Long-dated options are ideal for diversification with a small capital outlay. It protects you from any potential upside movement if the underlying asset is overbought.
Buying long-dated call options allows you to benefit from a positive, long-term outlook on an asset without the full investment. It grants you the right, but not the obligation, to buy the asset at a fixed future price, limiting potential losses to the premium paid. It’s also useful for hedging against a short position in the asset or related assets.
Short-dated options expire in less than a year, while long-dated options have an expiration of one to three years. Short-dated options have lower premiums and quicker value decay (theta) as they approach expiration. Long-dated options have higher premiums and slower theta, making them better for long-term views or hedging against short positions.
Holding a long option means you own or have purchased an option contract, either a call or a put. A long call grants the right to buy the underlying asset at a set future price, while a long put provides the right to sell at a predetermined price. You pay a premium to acquire a long option and can profit if the asset’s price moves favorably. You can also sell or close the option before expiration to lock in gains or losses.

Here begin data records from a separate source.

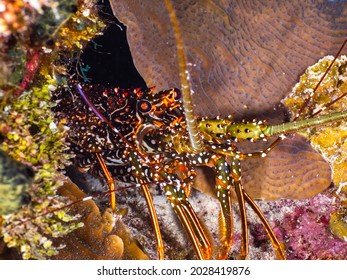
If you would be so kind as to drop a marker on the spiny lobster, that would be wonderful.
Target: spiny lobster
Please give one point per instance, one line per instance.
(145, 137)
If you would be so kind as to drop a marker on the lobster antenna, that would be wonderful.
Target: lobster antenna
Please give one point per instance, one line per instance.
(192, 125)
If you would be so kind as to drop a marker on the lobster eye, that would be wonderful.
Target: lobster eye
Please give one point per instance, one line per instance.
(177, 94)
(144, 106)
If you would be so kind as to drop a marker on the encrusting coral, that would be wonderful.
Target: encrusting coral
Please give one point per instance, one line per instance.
(329, 140)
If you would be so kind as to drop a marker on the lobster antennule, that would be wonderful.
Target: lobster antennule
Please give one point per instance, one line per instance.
(192, 125)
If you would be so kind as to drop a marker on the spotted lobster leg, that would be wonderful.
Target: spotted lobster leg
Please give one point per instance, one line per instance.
(179, 202)
(243, 197)
(172, 186)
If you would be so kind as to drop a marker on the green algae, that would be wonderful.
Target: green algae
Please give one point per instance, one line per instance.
(29, 131)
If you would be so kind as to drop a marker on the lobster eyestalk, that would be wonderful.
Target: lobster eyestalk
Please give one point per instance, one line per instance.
(225, 129)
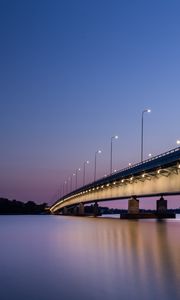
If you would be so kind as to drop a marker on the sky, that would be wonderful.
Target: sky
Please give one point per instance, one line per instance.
(75, 73)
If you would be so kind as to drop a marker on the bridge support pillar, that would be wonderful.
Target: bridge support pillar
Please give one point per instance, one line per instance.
(96, 209)
(75, 210)
(65, 211)
(161, 205)
(133, 206)
(81, 209)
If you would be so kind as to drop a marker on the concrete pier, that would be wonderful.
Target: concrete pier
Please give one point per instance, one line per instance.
(96, 209)
(133, 206)
(161, 205)
(81, 209)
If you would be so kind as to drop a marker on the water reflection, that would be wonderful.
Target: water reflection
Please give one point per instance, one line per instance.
(86, 258)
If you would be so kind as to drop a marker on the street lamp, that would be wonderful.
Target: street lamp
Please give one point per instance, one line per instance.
(72, 181)
(142, 129)
(64, 187)
(84, 170)
(112, 138)
(76, 175)
(97, 152)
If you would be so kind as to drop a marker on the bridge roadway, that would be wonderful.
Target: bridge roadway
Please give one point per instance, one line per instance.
(159, 175)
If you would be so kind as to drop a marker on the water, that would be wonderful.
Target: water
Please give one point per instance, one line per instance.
(59, 257)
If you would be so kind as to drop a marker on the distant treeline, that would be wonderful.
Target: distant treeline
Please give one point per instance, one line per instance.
(18, 207)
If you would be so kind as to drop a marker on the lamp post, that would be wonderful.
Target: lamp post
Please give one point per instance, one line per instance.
(72, 181)
(76, 175)
(84, 171)
(97, 152)
(142, 130)
(64, 187)
(112, 138)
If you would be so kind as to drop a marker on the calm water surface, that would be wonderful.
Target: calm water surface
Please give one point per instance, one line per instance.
(59, 257)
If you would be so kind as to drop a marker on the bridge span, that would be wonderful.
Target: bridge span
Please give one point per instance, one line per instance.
(157, 176)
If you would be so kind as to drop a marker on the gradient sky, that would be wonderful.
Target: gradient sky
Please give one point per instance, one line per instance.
(74, 73)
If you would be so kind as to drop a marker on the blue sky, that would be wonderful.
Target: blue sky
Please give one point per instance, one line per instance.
(74, 73)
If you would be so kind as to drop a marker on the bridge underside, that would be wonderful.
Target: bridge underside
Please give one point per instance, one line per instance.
(164, 182)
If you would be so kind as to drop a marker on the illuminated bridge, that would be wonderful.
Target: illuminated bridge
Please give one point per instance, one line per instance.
(157, 176)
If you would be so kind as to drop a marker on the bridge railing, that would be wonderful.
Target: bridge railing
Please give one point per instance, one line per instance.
(115, 175)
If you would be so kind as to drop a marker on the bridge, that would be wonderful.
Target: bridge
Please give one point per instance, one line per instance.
(156, 176)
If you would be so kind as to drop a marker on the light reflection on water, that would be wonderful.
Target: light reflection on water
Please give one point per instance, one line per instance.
(58, 257)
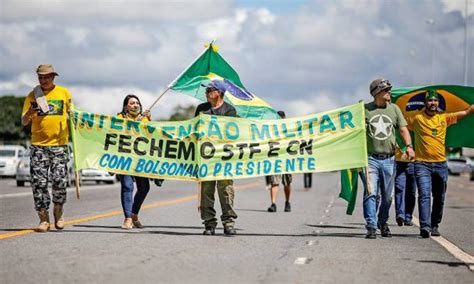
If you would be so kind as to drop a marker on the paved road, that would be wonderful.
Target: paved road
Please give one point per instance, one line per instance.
(316, 242)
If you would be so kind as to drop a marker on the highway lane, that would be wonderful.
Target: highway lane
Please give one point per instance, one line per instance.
(314, 242)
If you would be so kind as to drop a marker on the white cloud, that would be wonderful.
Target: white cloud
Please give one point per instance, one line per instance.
(313, 58)
(385, 31)
(78, 36)
(265, 16)
(458, 6)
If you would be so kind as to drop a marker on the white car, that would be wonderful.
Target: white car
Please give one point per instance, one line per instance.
(10, 156)
(460, 165)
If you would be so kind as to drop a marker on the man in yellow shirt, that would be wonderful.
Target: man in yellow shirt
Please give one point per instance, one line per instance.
(47, 108)
(431, 170)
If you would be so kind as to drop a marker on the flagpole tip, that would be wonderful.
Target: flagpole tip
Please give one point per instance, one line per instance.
(214, 47)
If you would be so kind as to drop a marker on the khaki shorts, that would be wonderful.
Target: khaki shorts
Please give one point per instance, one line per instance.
(286, 179)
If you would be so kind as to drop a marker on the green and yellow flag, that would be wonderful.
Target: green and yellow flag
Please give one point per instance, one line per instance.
(349, 186)
(211, 67)
(451, 99)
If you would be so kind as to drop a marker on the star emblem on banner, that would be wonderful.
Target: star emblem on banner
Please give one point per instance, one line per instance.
(381, 127)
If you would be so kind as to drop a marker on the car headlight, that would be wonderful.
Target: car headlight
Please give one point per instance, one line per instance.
(22, 165)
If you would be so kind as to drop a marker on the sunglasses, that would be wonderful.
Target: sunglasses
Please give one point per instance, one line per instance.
(382, 85)
(45, 77)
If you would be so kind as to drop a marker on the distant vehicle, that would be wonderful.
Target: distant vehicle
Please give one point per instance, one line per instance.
(457, 166)
(9, 158)
(98, 176)
(23, 170)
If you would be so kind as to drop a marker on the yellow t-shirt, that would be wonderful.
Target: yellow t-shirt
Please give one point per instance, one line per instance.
(430, 135)
(50, 129)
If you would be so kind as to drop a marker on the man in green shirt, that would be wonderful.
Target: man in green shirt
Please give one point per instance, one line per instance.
(382, 118)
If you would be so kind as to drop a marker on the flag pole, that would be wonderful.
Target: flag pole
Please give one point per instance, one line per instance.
(177, 77)
(74, 156)
(367, 183)
(199, 196)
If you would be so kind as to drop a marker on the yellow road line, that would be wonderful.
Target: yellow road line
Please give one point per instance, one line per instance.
(118, 212)
(451, 248)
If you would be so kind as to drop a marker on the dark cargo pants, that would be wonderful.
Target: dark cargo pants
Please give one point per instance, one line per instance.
(225, 190)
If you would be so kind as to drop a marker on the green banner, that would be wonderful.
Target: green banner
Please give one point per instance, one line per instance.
(211, 147)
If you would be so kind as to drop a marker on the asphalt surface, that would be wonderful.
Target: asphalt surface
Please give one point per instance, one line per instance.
(316, 242)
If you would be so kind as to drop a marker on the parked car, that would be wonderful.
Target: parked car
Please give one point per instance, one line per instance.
(98, 176)
(10, 156)
(457, 166)
(23, 170)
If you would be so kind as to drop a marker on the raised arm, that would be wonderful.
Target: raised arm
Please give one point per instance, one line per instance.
(462, 114)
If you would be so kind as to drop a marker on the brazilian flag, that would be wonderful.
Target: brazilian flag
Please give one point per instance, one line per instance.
(452, 98)
(349, 185)
(211, 67)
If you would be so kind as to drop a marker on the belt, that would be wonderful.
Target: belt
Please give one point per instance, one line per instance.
(381, 156)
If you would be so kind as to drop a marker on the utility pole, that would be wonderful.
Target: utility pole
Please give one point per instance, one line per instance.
(466, 54)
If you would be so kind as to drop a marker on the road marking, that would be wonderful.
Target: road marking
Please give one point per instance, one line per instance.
(302, 260)
(451, 248)
(119, 212)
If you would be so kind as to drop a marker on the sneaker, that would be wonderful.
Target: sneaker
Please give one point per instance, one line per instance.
(272, 208)
(209, 231)
(371, 233)
(400, 221)
(136, 223)
(229, 230)
(127, 224)
(424, 234)
(435, 231)
(385, 231)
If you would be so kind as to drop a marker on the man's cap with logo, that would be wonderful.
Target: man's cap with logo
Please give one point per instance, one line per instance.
(45, 69)
(431, 95)
(379, 85)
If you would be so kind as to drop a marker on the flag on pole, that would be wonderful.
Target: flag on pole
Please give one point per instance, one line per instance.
(211, 67)
(451, 99)
(349, 185)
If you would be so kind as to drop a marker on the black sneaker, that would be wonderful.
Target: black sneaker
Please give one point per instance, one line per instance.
(272, 208)
(229, 231)
(400, 221)
(424, 234)
(435, 231)
(371, 233)
(385, 231)
(209, 231)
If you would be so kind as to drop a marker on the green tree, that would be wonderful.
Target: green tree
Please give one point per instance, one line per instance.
(183, 112)
(10, 119)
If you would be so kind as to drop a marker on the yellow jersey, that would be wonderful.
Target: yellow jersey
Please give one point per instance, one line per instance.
(51, 128)
(430, 135)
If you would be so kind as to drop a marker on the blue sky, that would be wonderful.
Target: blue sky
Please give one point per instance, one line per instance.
(299, 56)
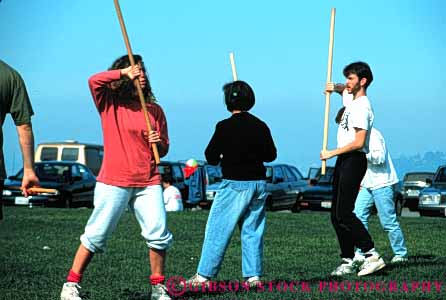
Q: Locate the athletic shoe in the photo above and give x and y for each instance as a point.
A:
(345, 268)
(253, 282)
(197, 281)
(398, 259)
(358, 260)
(373, 262)
(70, 291)
(159, 292)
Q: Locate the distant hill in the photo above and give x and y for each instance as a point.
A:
(429, 161)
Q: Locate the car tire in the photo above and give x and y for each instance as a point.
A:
(269, 204)
(398, 206)
(68, 201)
(296, 206)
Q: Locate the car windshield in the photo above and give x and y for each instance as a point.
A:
(52, 172)
(327, 178)
(418, 177)
(313, 172)
(441, 176)
(214, 174)
(48, 172)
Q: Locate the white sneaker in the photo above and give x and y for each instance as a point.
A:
(358, 260)
(70, 291)
(159, 292)
(345, 268)
(398, 259)
(197, 280)
(371, 264)
(253, 281)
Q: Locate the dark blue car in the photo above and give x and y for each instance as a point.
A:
(319, 194)
(433, 198)
(74, 183)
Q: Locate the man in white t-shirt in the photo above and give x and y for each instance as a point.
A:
(351, 165)
(171, 194)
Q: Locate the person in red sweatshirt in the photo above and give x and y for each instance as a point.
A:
(129, 176)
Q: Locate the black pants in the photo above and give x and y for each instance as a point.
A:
(1, 200)
(349, 170)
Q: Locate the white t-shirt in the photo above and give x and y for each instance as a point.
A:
(358, 114)
(172, 199)
(380, 170)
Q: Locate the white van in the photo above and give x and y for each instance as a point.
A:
(89, 155)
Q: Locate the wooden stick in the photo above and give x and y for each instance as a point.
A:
(35, 190)
(138, 85)
(327, 95)
(234, 71)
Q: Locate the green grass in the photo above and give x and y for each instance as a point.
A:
(298, 247)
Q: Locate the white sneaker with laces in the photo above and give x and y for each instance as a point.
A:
(358, 260)
(159, 292)
(345, 268)
(372, 263)
(197, 280)
(398, 259)
(253, 281)
(70, 291)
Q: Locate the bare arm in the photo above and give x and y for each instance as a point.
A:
(357, 144)
(26, 140)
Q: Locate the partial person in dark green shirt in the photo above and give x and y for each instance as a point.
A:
(14, 100)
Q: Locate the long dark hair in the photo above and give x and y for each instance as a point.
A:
(124, 87)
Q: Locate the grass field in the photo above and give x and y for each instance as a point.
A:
(37, 247)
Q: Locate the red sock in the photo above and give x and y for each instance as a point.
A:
(74, 277)
(155, 279)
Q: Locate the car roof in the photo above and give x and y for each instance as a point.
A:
(72, 143)
(422, 172)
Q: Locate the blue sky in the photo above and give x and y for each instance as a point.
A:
(280, 48)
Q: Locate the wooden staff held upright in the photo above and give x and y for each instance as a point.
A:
(234, 71)
(327, 95)
(138, 85)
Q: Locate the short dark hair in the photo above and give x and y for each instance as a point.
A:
(238, 96)
(339, 115)
(124, 87)
(167, 178)
(361, 69)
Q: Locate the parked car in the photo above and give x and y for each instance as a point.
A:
(432, 200)
(193, 189)
(74, 183)
(319, 194)
(413, 183)
(175, 169)
(212, 178)
(90, 155)
(284, 184)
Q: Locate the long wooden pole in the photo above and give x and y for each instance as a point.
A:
(138, 85)
(327, 95)
(234, 70)
(35, 190)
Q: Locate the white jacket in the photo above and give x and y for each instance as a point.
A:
(380, 169)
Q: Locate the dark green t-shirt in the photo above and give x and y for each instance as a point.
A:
(14, 100)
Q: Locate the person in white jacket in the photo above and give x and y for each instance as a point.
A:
(171, 194)
(377, 188)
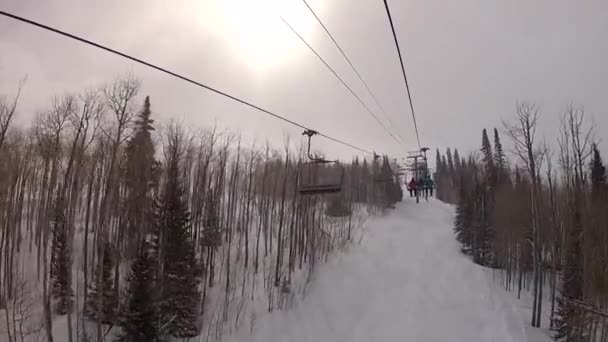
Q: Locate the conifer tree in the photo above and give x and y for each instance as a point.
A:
(141, 175)
(457, 164)
(450, 162)
(181, 272)
(488, 160)
(500, 159)
(61, 262)
(102, 301)
(139, 319)
(598, 176)
(568, 325)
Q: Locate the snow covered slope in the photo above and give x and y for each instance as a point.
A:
(406, 281)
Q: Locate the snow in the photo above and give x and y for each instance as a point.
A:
(405, 281)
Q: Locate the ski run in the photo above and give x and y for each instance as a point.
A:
(405, 280)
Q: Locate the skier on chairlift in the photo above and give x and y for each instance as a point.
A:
(412, 186)
(429, 185)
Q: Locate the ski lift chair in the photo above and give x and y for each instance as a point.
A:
(319, 176)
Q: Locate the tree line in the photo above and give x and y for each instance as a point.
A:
(123, 229)
(541, 218)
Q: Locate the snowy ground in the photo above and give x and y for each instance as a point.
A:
(406, 281)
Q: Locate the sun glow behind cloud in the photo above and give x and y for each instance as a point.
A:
(255, 33)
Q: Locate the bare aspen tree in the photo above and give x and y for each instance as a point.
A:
(523, 133)
(8, 109)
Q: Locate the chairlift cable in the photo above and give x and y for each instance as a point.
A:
(352, 66)
(407, 87)
(342, 81)
(183, 78)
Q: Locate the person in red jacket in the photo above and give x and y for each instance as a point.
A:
(412, 186)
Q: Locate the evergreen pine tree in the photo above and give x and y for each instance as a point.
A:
(568, 323)
(141, 176)
(488, 160)
(464, 220)
(500, 159)
(102, 291)
(180, 276)
(598, 176)
(61, 262)
(450, 162)
(139, 317)
(457, 165)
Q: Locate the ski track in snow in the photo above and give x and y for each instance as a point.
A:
(407, 281)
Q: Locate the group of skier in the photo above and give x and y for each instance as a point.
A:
(421, 187)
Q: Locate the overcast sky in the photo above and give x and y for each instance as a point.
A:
(468, 62)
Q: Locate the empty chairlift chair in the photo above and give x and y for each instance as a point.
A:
(319, 176)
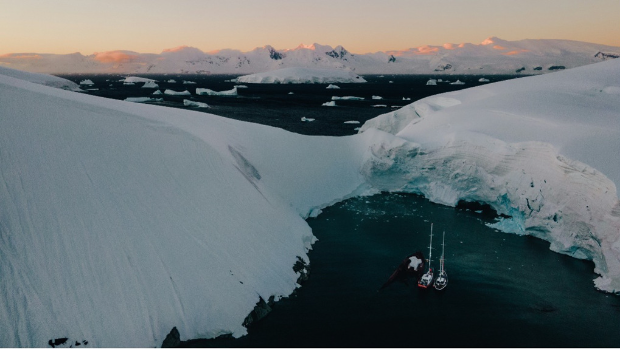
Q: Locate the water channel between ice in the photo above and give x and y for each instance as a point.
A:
(504, 289)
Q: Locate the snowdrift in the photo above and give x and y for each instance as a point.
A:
(542, 150)
(119, 221)
(122, 220)
(302, 76)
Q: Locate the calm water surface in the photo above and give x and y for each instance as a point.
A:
(504, 290)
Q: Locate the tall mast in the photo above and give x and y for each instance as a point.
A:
(443, 247)
(430, 248)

The long-dated call option strategy is bullish and involves buying a call option with a distant expiration and a strike price at or slightly above the current asset price. This strategy aims to profit from a sustained asset price increase over time while capping potential losses at the option premium.
Disclaimer: Investments in the securities market are subject to market risks; read all the related documents carefully before investing.